Open jacobsalway opened 6 months ago
This issue has been automatically marked as stale because it has been open 60 days with no activity. Remove stale label or comment or this will be closed in 30 days. Thank you for your contributions.
I think this issue can still occur so commenting to mark as still active
Description
We use the operator to manage the lifecycle of both batch and Spark streaming applications. Streaming apps in particular are long lived and if using dynamic allocation may scale up and down over time, resulting in the creation of new executor IDs (see link below for incremented executor IDs inside Spark)
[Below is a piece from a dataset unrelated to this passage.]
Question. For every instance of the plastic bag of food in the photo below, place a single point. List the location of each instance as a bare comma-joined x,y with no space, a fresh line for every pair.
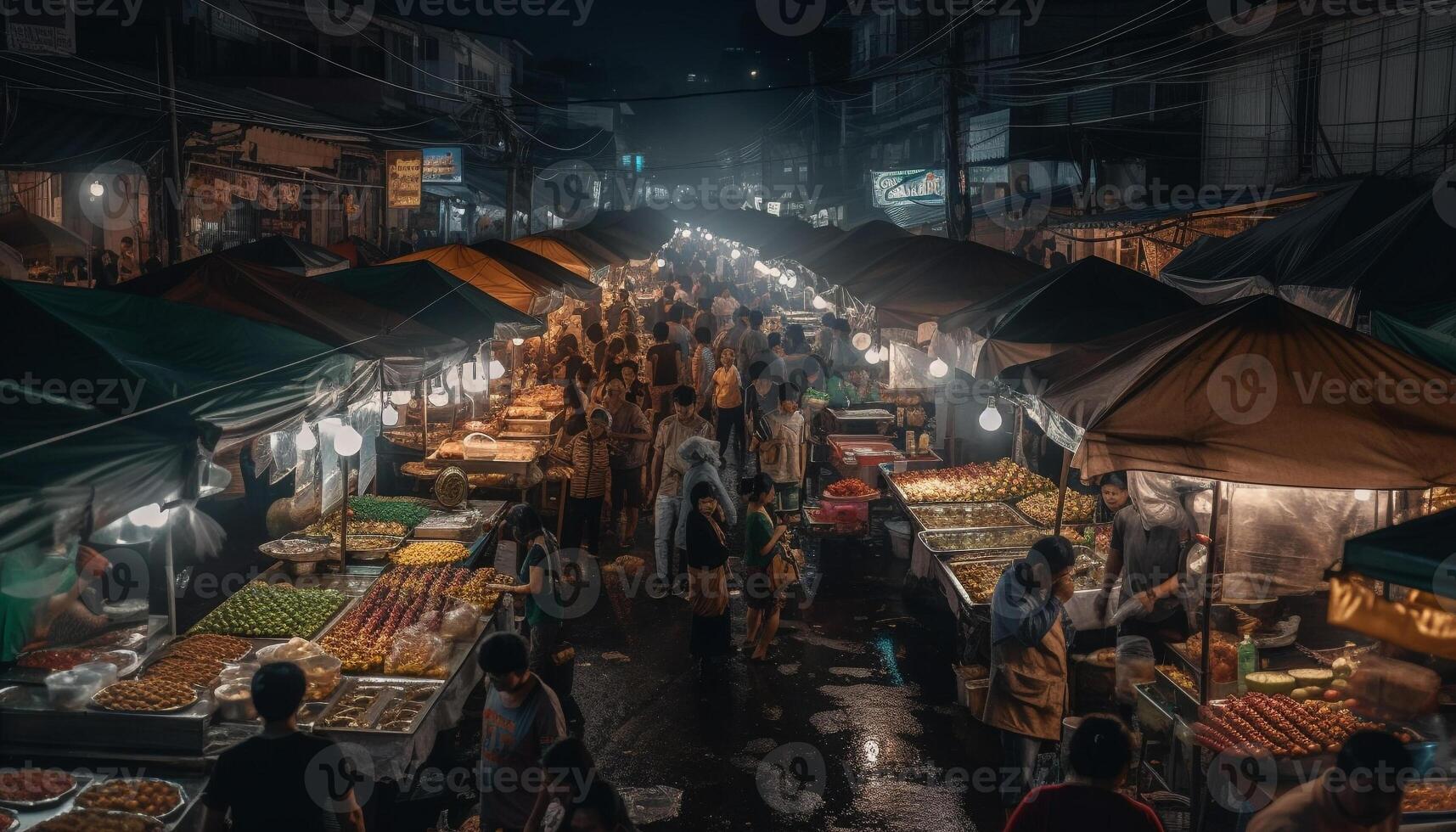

The operator tracks the state of each individual executor pod inside the
.Status.ExecutorState
field but these entries are never removed. For long lived streaming applications this map will eventually become so large that the operator the CR cannot be written back to etcd as it's over the request size limit.https://github.com/kubeflow/spark-operator/blob/master/pkg/controller/sparkapplication/controller.go#L367-L436
https://github.com/apache/spark/blob/d82458f15539eef8df320345a7c2382ca4d5be8a/resource-managers/kubernetes/core/src/main/scala/org/apache/spark/scheduler/cluster/k8s/ExecutorPodsAllocator.scala#L460
Reproduction Code [Required]
Create enough unique executors over the lifetime of a Spark application that eventually the CR becomes larger than the max etcd request size.
Expected behavior
The operator should not fail to write the CR back to etcd.
Actual behavior
If enough executor IDs are accumulated within a single application, eventually the operator may fail to write the CR back to etcd.
Terminal Output Screenshot(s)
I can't find any internal screenshots of how large the executor state map was but did find the etcd write failure log.
Environment & Versions
Additional context
Internally we found no one was using this field so effectively disabled the tracking. We use EKS so I cannot change the max size of an etcd request but EKS docs say it's 1.5 megabytes.